Seeing themselves as the
source of all earthly evil in the same way that their forefathers
saw themselves as the source of all earthly good, the protesters of
Washington seem to carry a latter-day version of the white man's
burden. These days, the feeling of superiority has been replaced by
the guilt complex, which is an equally unwise counsel. What have
remained are condescension, delusions of grandeur and
The original article appeared in Time Europe 24 April 2000
Previous Visitor Comments
|Good luck in your interview! I share some of your fgeilnes of inadequacy. But remember, they *did* decide to interview you perhaps they’ve looked overall at your skills and qualities and decided you’d fit in, or you have the skills required to find out what you need to know and are capable of it. You can find out about registration requirements, and all kinds of other things. What they’re really looking for is commitment and enthusiasm (as well as at least some of the essential requirements!) Try to go in with your head held high, remember that YOU need this job too, and that you will do good with it, it will allow you to help others too.
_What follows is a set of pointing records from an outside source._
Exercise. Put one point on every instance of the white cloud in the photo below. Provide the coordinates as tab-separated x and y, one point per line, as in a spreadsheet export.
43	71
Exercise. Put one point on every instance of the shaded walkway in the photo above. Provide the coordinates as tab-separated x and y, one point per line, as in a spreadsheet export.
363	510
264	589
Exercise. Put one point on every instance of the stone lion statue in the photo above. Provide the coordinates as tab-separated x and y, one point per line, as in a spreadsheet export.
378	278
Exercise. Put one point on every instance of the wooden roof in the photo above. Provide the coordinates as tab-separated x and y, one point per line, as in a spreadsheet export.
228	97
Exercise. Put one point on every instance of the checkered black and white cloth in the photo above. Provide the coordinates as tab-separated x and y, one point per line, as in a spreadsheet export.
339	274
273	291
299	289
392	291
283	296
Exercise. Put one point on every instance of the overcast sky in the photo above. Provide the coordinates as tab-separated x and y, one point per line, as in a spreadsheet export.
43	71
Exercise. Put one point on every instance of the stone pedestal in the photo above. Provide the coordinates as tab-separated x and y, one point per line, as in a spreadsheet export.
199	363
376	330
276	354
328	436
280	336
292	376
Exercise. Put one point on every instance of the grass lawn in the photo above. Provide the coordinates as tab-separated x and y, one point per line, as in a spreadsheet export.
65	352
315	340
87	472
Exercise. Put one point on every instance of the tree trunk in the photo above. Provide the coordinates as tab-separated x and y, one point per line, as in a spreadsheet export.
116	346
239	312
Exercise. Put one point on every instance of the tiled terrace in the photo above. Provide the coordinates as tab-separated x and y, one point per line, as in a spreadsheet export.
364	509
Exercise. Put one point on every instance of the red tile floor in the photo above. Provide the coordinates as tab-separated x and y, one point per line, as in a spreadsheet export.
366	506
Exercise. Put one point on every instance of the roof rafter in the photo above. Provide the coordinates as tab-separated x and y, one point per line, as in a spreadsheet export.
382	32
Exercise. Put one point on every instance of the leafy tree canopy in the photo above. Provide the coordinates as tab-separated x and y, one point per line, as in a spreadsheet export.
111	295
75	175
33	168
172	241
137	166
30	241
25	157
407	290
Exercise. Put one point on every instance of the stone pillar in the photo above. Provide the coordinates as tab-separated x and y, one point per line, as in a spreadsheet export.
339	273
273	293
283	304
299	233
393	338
Fingers crossed, I’m thinking of you today and I’m sure lots of others are too! x|
|elrian calderon||elrian23_at_yahoo.com||poverty concern|
|I hope someday i'll become the best united nation ambassador for goodwill... bringing with me the goal that every unfortunate people suffer from poverty dream of!|
|i love political issues|
|"People without children have pets, people without pets have causes"? Interesting that this was brought up. I assume the writer did so because he believes in its truth. If so, does this mean that as far as the writer is concerned, no "cause" is actually to be taken seriously because it is simply something that people concern themselves with when they have nothing else better to do?
Seems a very bizarre idea, the concept that nobody should bother about anything except their children and/or pets.